After the experiment is finished, we summarized and compare the performance between PPO and mICO into the figure below:
According to the figure, the PPO learning takes the huge amount of steps to train and find the optimal model (millions steps) and apply the model to find the speed while the mICO learning only takes much fewer steps (hundreds steps) to find the optimal weight paramters to find the speed. In addition, the PPO learning generally generates the average of the output speed less than the mICO learning.
Moreover, the output speed from the learning can be tested in the Environment_Template.py
where user can manually input the speed and control the tray via the arrow keys. The figures below is the screenshots from one of the experiment (300g_0.5f) between mICO (14 m/s) and PPO (8 m/s).
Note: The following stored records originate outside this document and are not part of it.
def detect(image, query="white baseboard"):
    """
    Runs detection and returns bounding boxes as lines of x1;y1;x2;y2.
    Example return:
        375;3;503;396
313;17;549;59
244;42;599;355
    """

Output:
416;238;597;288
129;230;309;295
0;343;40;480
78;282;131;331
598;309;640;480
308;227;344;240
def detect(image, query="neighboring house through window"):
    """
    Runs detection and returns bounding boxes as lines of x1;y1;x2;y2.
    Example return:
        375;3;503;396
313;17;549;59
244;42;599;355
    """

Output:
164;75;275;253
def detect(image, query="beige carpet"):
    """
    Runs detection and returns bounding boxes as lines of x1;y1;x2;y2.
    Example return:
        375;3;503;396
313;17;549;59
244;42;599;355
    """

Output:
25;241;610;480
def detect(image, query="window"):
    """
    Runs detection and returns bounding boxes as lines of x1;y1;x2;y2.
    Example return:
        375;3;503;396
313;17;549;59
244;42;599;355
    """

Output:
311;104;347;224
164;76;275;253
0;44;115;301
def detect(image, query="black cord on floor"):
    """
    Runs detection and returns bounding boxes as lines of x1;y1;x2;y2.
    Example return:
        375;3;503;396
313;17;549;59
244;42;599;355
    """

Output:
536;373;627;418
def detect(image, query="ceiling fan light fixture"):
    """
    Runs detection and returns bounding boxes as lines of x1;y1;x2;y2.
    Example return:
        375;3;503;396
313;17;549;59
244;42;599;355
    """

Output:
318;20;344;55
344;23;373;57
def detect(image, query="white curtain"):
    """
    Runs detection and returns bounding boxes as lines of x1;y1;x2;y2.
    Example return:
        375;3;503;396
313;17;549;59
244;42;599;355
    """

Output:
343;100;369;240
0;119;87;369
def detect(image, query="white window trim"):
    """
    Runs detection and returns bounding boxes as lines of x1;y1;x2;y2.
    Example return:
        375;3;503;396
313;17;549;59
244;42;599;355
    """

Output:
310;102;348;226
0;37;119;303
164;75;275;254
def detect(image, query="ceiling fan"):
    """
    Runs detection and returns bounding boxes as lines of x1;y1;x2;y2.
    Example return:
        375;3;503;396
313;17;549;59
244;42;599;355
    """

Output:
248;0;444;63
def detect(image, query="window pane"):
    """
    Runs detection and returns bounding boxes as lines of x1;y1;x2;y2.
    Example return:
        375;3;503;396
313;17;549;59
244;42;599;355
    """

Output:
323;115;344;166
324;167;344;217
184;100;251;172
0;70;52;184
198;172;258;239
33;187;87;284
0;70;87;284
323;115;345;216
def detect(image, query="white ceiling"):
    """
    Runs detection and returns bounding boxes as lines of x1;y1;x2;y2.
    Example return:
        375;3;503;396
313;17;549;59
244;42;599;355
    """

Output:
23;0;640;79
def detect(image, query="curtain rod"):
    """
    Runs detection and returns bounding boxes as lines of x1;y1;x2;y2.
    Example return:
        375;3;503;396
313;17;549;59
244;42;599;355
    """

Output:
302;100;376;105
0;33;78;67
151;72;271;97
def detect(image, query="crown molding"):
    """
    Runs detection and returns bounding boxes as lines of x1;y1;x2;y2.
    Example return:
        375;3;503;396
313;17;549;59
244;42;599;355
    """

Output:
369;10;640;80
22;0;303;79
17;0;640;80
From the screenshots, we can see that the object on the mICO slipped more than PPO but still staying under the acceptable range we defined.
The mICO takes less time consuming and receive the optimal speed faster than the RL (PPO) as the simple nueral network is fast and can update in a real-time from the feedback while Reinforcement Learning has to train for the model and verify with the evaluation method to obtain the proper speed. In additional, PPO starts off with the guess of an initial speed (same as the human behavior where we have no clue for the first time) and adjust it through the training process (same as the manual tune of the human). One of the issue that have been founded in the PPO-RL is there is a chance where the PPO is keep failing to deliver the object because the speed initialization is too far away from the appropriate speed point and the updates are slow due to the nature of the mechanisms.
The comparison of the performance between modified Isotropic Sequence Order Learning (mISO, the learning mechanism based on a differential Hebbian learning rule (ISO-learning) (Porr and Woergoetter, 2003)) and modified Input Correlation-based learning (mICO) is exhibited in two graphs above. In this experiment, the noise term (between 0-5 px) is added to the position of the object to simulate the deviation of the object due to the external distance. The result exhibited and represented in two lines of each graph. The red line represents a neural output (Oneural) and the blue line represents the learning weight (WA(t)). According to the result, the mICO learning algorithm successfully learned after five trials, whereas the mISO learning algorithm exhibited weight divergence (≥ 1.0). It should be noted that the flat lines in both graphs represent the location of the object that lies on the exemption area (an area where we allow the object to move without triggering both predictive signal and reflexive signal). According to Eq. 4 in the manuscript, the neural output (Oneural) only comes from the object detection signal (SO(t)) times the adaptive weight (WA(t)), and times its scaling factor (CO). Since there are no predictive signal (SP(t)) and reflexive signal (SR(t)), the neural output remains constant until the predictive signal is triggered. Moreover, the object transporting system will stop moving if the learning weight is equal to or larger than 1.0, resulting in an excessively large control output value for tray speed reduction.
[John et al., 2017] John S., Filip W., Prafulla D., Alec R. and Oleg K. (2017) Proximal Policy Optimization Algorithms. arXiv ePrint arXiv: 107.06347.
[Porr and Woergoetter, 2003] Porr B. Woergoetter F. (2003) Isotropic sequence order learning in a closed loop behavioral system. Roy Soc Phil TransMathematical Physical Engineer Sci: 361:2225-2244.